# SSH tunnel traffic redirecting to TOR network

## ontheair

Hello,

I am running a small gentoo server for several purposes. It is also an exit-node for my SSH tunnel (I am using it because I often have to connect to unsecured public WIFI networks abroad). In this case I am tunneling my traffic via SSH to the gentoo server and there it goes directly to the ISP. No problem.

Now I am asked by a friend if I can give him SSH tunnel access to my server (he will go on vacation and will also be using unsecured public WIFI). So I want to create a new user for him (just able to tunnel via SSH, but nothing else, no bash, etc). And, for security purposes, I want that his (and only his) traffic is not directly forwarded to the ISP but routed through the TOR network instead.

TOR and polipo configuration is not a problem, I already have done it, working fine, checking for DNS leaks via tcpdump, etc.

So, my problems are:

- How to create a user in gentoo who is just allowed to do SSH tunnel and nothing more?

- How to redirect his traffic (and only his traffic) to polipo?

I am working with gentoo now for almost one year, but I am still not a pro - so any help is appreciated.

Thank you!

Stefan

----------

## Hu

Create a normal user account for him.  Lock its password, so that it can only authenticate with a key.  (This is not necessary if you do the next step, but it is a good extra step so that no one with console access can use that account either.)  Configure sshd to permit only public key authentication.  Obtain a public key from your friend, and install it for him with usage restrictions.  See man sshd section AUTHORIZED_KEYS FILE FORMAT for details on what restrictions you can set.

Could you elaborate on how you would forward traffic to polipo in the general case?

----------

## ontheair

Thank you for your reply! I forgot to say that I am using keyboard interactive login without key for my account and I also would prefer this for the new account.

I am not using TOR / polipo in normal cases, but I would like to use it for the new user account for SSH tunnel forwarding. So I installed TOR and polipo on my server and configured it.
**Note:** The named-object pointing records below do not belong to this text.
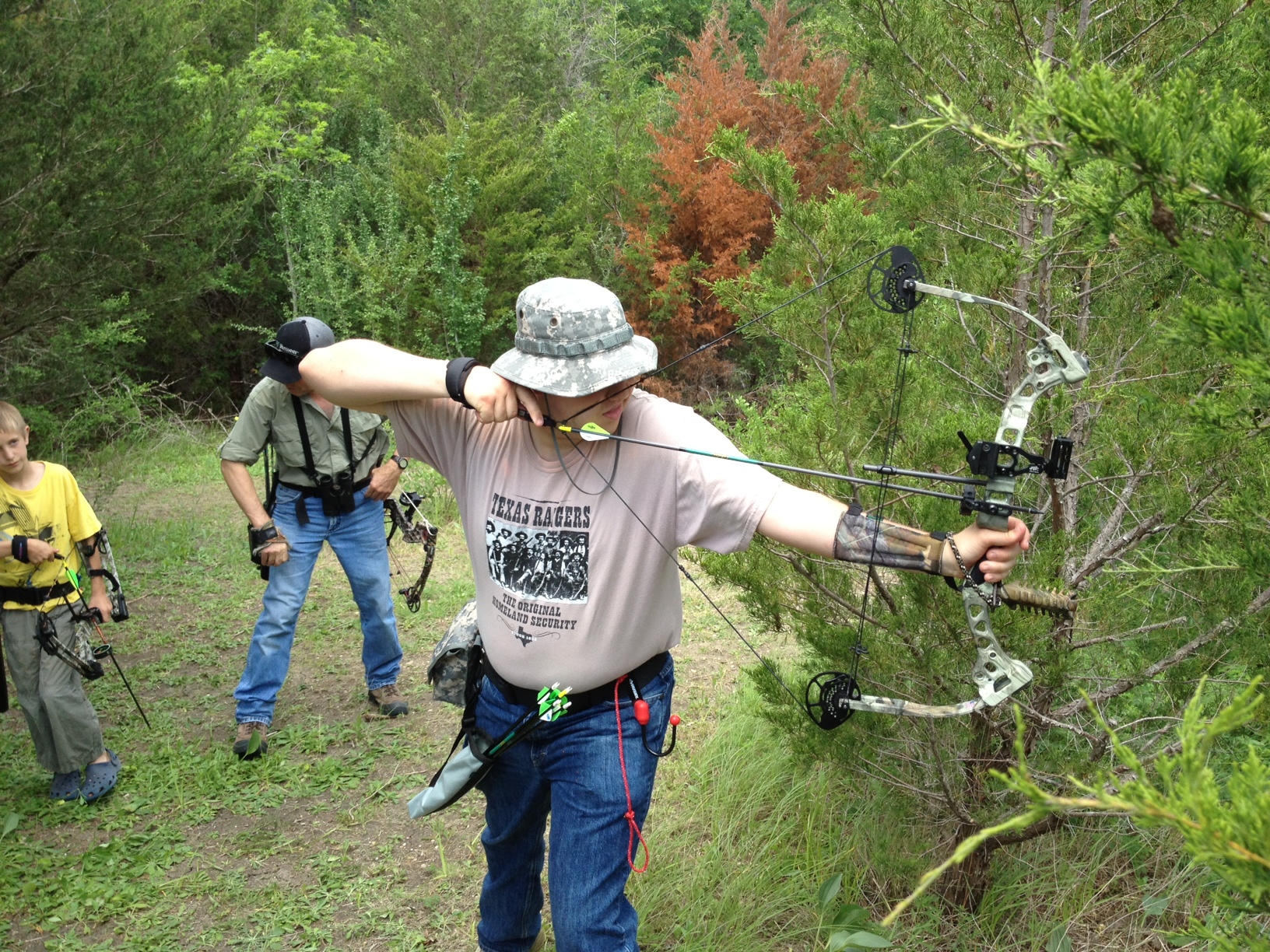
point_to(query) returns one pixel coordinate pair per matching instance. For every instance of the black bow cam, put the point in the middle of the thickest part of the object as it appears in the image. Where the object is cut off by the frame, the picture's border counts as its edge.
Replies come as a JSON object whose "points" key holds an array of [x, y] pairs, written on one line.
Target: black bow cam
{"points": [[890, 281], [835, 691]]}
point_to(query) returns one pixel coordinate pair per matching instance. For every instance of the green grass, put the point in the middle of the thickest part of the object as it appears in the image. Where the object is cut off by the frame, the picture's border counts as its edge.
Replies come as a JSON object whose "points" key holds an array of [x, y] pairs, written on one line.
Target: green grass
{"points": [[310, 848]]}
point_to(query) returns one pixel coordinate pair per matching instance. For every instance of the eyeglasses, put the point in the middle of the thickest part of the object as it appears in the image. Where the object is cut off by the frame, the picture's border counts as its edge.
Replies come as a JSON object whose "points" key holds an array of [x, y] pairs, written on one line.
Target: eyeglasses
{"points": [[283, 353]]}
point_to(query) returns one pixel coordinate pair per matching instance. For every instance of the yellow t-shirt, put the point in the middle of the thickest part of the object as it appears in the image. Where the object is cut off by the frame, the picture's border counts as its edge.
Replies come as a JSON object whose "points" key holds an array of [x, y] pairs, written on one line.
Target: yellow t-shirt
{"points": [[56, 512]]}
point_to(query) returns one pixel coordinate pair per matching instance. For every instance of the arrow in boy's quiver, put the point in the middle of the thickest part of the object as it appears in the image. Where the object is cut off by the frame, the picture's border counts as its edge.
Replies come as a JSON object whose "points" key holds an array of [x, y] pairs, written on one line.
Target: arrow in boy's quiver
{"points": [[474, 753], [82, 654]]}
Polipo is listening on port 8123 localhost and forwarding traffic to TOR on port 9050 localhost.

I tested everything with:

http_proxy=localhost:8123 wget -P [local destination path] [URL for testing]

As I can see in tcpdump the whole traffic generated by wget is routed through polipo and TOR correctly. So I need to find a way, that all traffic from SSH tunnel forwarding by the new user is routed this way by default.

----------

## Hu

In general, I recommend that any Internet-facing sshd disable all password-based authentication, as a measure to mitigate attacks by bots.
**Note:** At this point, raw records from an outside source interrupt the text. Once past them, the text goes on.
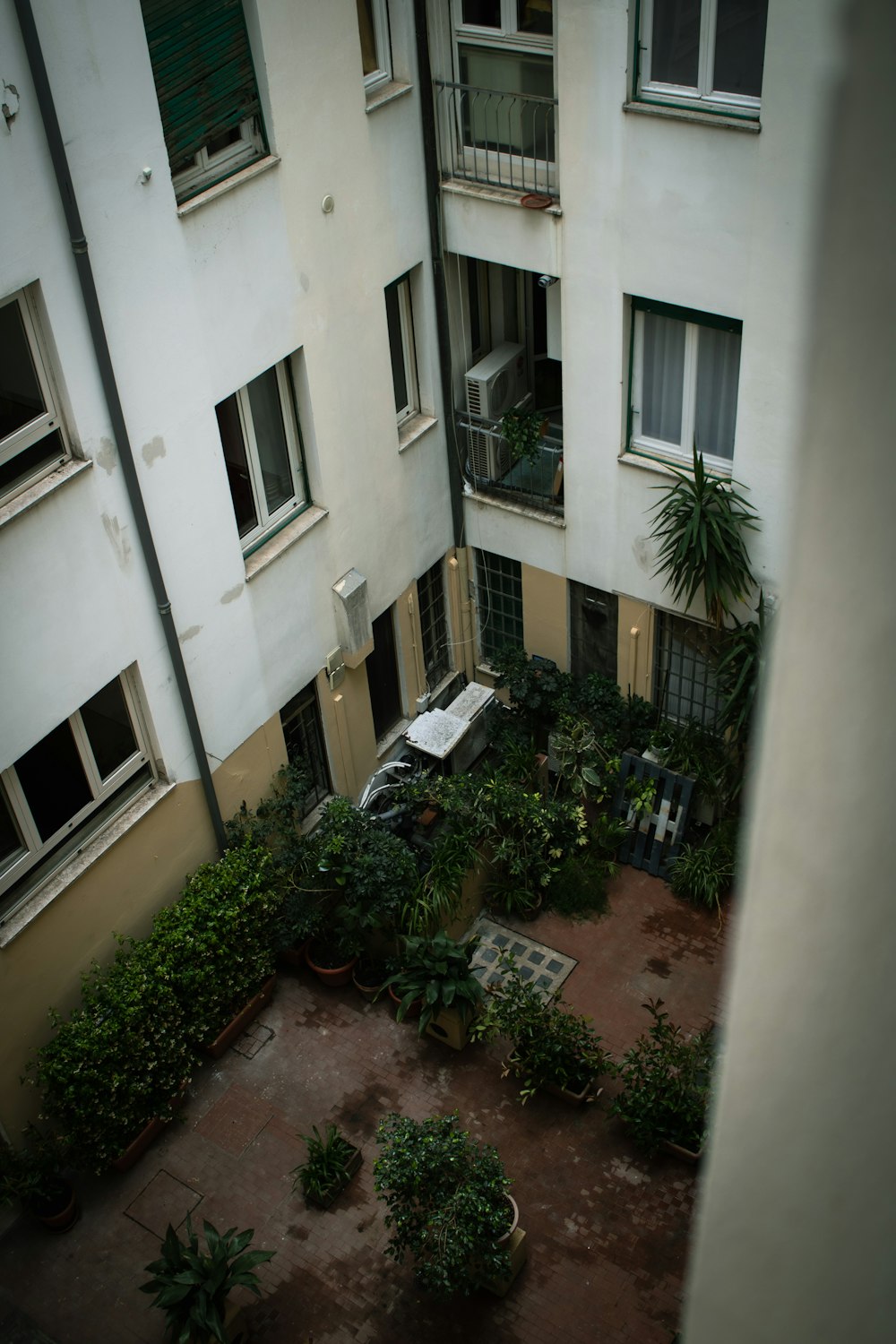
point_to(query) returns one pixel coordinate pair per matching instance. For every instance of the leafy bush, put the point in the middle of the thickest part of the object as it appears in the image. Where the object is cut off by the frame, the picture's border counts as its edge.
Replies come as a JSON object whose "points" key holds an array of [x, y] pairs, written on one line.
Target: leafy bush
{"points": [[118, 1059], [665, 1085], [446, 1199], [551, 1042], [212, 948], [191, 1288]]}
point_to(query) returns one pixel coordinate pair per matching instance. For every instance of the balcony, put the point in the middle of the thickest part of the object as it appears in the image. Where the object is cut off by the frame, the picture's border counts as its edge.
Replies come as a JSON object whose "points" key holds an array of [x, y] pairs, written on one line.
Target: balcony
{"points": [[489, 470], [497, 139]]}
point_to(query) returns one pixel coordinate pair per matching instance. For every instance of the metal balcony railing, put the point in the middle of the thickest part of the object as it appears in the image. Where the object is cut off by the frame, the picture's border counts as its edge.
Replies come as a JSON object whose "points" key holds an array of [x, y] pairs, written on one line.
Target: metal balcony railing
{"points": [[489, 468], [497, 139]]}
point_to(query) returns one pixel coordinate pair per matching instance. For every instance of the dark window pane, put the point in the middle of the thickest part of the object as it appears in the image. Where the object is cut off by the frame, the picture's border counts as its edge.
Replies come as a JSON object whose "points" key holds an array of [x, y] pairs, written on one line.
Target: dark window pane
{"points": [[10, 839], [382, 676], [31, 461], [484, 13], [238, 478], [675, 42], [108, 725], [271, 440], [397, 344], [535, 16], [54, 780], [21, 397], [740, 46]]}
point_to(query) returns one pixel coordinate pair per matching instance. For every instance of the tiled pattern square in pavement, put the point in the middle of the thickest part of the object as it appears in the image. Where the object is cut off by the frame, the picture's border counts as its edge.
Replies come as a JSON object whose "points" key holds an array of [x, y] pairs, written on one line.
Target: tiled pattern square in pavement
{"points": [[164, 1201], [544, 967]]}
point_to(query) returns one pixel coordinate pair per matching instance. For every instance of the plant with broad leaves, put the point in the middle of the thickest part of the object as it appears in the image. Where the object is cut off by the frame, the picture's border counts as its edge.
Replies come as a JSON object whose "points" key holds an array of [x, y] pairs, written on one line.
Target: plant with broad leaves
{"points": [[446, 1201], [191, 1288], [700, 526]]}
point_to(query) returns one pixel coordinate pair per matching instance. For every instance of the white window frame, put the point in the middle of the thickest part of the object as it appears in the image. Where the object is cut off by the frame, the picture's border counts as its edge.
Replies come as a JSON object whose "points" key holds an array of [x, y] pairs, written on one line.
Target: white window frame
{"points": [[34, 849], [271, 521], [702, 94], [210, 168], [409, 349], [45, 424], [676, 453], [383, 73]]}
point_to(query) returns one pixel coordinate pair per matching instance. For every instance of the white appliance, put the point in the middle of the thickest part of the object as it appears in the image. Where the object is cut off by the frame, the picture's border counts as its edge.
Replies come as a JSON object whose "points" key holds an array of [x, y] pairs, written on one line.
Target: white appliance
{"points": [[493, 386]]}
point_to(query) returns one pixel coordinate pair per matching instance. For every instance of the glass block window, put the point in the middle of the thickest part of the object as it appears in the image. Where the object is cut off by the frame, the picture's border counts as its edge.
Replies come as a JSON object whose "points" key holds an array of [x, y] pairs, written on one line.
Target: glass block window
{"points": [[500, 602], [684, 680]]}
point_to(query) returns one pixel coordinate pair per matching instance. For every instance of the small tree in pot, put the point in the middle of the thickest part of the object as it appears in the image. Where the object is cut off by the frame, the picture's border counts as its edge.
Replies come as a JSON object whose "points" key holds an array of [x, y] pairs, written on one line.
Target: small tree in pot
{"points": [[447, 1203]]}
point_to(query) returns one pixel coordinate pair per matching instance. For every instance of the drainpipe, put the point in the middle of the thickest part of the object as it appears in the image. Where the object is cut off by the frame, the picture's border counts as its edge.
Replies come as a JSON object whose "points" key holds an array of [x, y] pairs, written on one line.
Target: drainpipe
{"points": [[113, 402], [433, 195]]}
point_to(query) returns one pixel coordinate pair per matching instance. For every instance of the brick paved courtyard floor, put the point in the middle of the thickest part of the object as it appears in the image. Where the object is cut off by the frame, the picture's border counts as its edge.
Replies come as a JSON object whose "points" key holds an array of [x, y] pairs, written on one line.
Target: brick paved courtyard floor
{"points": [[607, 1230]]}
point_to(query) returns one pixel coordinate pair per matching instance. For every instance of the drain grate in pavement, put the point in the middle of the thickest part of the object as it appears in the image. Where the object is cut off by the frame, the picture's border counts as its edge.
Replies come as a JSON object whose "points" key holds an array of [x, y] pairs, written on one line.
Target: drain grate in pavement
{"points": [[253, 1039], [544, 967]]}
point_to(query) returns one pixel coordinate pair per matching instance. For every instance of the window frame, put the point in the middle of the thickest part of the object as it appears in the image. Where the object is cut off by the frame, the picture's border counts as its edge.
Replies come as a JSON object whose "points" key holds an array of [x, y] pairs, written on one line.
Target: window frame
{"points": [[383, 47], [432, 607], [498, 581], [402, 288], [108, 801], [657, 449], [271, 521], [700, 97], [43, 425]]}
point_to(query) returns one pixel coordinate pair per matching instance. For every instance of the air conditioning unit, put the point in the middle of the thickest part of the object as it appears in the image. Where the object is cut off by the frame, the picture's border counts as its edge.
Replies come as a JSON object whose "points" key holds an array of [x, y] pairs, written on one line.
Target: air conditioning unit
{"points": [[497, 382]]}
If you insist on not using ssh key authentication for the restricted user, you could instead use a ForceCommand directive to execute a very limited command.

The simplest way to provide Tor-based protection for him would be to have his ssh client forward a port from his machine to your Polipo listener, then have him configure his system to use his forwarded port as a proxy.  His machine would then forward the traffic to Polipo, which could forward the traffic again over Tor.

----------

## ontheair

Ok, this could be an idea.

1 - Restricting shell access could be done in the sshd conf with something like this, I think:

Match user tunneluser

    ForceCommand [a shell script with a loop?]

    ChrootDirectory /home/tunneluser

2 - Forwarding the ssh client (PuTTY in this case) to polipo listener port. This is possible, right. But still he is able to change this settings on his client and access the internet directly without using TOR. This is ok because I trust him, but on the technical view this is not a bulletproof solution.

While searching the internet I found cjb.net/shell.html by accident. They are offering free shell access to the public with tunneling. And they say, that the tunnel is forwarded to the TOR network. So they are doing exactly what I want to do.

Now I can tell my friend that he should use cjb.net instead of my server. But now I am curious, how to do that... Because they are able to do it, so it should also be possible with my server  :Wink: 

----------